The myth and the modern image of Emilia Plater owes a lot to a veeeeeeeery (believe me) famous poem on her which began her legend, therefore as an object of the legend she interests philologists (more) as well as historians (less). Polish Wikipedia in its article on Emilia includes a part of a book by the university professor Józef Bachórz, one of the best living specialists on Polish literature of the 19th century and one of my most memorable teachers (reviewer of my master's degree thesis on a topic irrelevant to this discussion). He writes that contrary to popular belief, she never had a distinction of an officer and did not die of battle wounds because she did not take part in military actions. Yet what is really important is the social receptiontion of her attempts to be a woman-soldier. "Plater was a woman who wanted to stress her presence in the national affairs, she wanted to transgress the mental habit, according to which a woman can be only a nurse. She wanted to follow Jeanne d'Arc and Mickiewicz's Grażyna*, who had lead her husband's army against the Teutonic Knights. Her perticipation in a military uprising, according to diaries and documents, had various conotations. Most of the opinions are critical, basing on the opinion that a woman on a war is more of a hindrace than actual help. Some diarists complain that the soldiers had to be sent to take care of the heroine and her female companion. And this was an absorbing thing, more embarassing than helping. Emilia Plater stayed with the insurgents against the advices of her family or those of the people aware that her staying means more trouble than benefits".

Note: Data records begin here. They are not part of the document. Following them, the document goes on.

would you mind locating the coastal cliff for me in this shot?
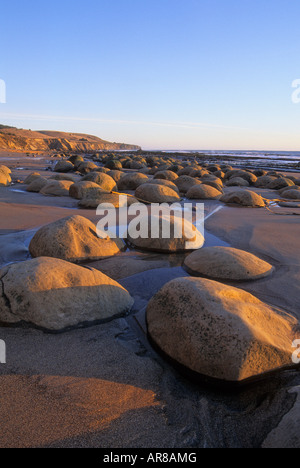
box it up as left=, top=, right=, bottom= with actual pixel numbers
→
left=0, top=126, right=141, bottom=152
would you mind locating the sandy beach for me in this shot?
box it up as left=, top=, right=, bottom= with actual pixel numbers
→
left=0, top=149, right=299, bottom=448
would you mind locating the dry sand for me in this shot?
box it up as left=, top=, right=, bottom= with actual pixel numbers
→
left=0, top=151, right=300, bottom=448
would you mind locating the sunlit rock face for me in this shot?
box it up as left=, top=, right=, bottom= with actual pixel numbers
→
left=29, top=215, right=124, bottom=263
left=0, top=257, right=134, bottom=331
left=0, top=165, right=11, bottom=186
left=147, top=277, right=299, bottom=384
left=127, top=214, right=204, bottom=253
left=184, top=246, right=274, bottom=281
left=135, top=184, right=180, bottom=203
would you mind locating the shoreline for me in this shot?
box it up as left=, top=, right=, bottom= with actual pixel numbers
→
left=0, top=150, right=299, bottom=448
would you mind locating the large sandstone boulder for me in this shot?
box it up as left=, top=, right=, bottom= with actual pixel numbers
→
left=82, top=172, right=117, bottom=192
left=186, top=184, right=222, bottom=200
left=69, top=181, right=108, bottom=200
left=199, top=176, right=223, bottom=192
left=220, top=190, right=265, bottom=207
left=175, top=176, right=202, bottom=194
left=118, top=173, right=149, bottom=191
left=50, top=174, right=79, bottom=183
left=267, top=178, right=295, bottom=190
left=54, top=161, right=74, bottom=173
left=254, top=176, right=277, bottom=188
left=105, top=160, right=123, bottom=170
left=146, top=277, right=299, bottom=384
left=184, top=246, right=274, bottom=281
left=26, top=177, right=49, bottom=192
left=227, top=170, right=257, bottom=185
left=77, top=161, right=99, bottom=174
left=29, top=215, right=124, bottom=263
left=0, top=257, right=134, bottom=331
left=135, top=184, right=180, bottom=203
left=278, top=201, right=300, bottom=208
left=0, top=172, right=11, bottom=186
left=127, top=214, right=204, bottom=253
left=40, top=180, right=73, bottom=197
left=280, top=189, right=300, bottom=200
left=23, top=172, right=41, bottom=185
left=153, top=170, right=178, bottom=182
left=226, top=177, right=249, bottom=187
left=0, top=165, right=11, bottom=177
left=145, top=179, right=179, bottom=193
left=107, top=170, right=125, bottom=183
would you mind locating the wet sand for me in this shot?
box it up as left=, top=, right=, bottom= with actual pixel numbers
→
left=0, top=151, right=300, bottom=448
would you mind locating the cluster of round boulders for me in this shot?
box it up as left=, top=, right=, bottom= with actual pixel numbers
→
left=184, top=246, right=274, bottom=281
left=29, top=215, right=124, bottom=263
left=0, top=257, right=134, bottom=331
left=146, top=277, right=299, bottom=384
left=127, top=214, right=204, bottom=253
left=135, top=184, right=180, bottom=203
left=220, top=190, right=265, bottom=207
left=0, top=165, right=12, bottom=186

I quote after Wikipedia because I don't have this one book, but if you find it important, I may get it, as well as check other sources (the grandmother of Polish feminist literary criticism Maria Janion et al.)
According to the diarists, she didn't have the Enjolraic type of beauty: according to Ignacy Domeyko, as quoted on Wikipedia, she was small, pale, rather not pretty, with a round, yet nice face, blue eyes and not a strong body built, serious, rather strict than charming, not talkative, with a gaze forcing people to respect her.
This graphic is very well-known http://upload.wikimedia.org/wikipedia/c ... Plater.PNG
but this one is probably closer to the truth and I like it even more http://upload.wikimedia.org/wikipedia/c ... ater_2.PNG
Here's the poem about Emilia by the most famous Polish poet, Adam Mickiewicz http://pl.wikisource.org/wiki/%C5%9Amie ... %82kownika
Children still do learn this poem at schools, or at least I have had. I'm sure I have an English and probably a German translation of it, I'll try to find it ("Emilija" in the last line was the 19th century written form of current "Emilia": it used to divide in four syllabes in speech, while nowadays there're only three).
By the way, she wasn't the only woman participating in 19th century Polish uprisings. Because of them, our whole feministic movement of the 19th - early 20th century took a specific turn, as it was considered a necessity and something obvious for a woman to take on her male duties when the men were fighting or dead.
is a poema by Adam Mickiewicz on a fictional female character living in the 15th century, who, as a protest against her husband coming to an agreement with Teutonic Knights, secretly puts on his armour and leads the army into battle with the Knights. When lacking the military knowledge she looses the battle, a mysterious warrior appears, concentrating the rest of the troops around him and leading them into victory. It's the husband of the heroine: Grażyna dies in his embrace.
"Believe in the future. Combeferre does."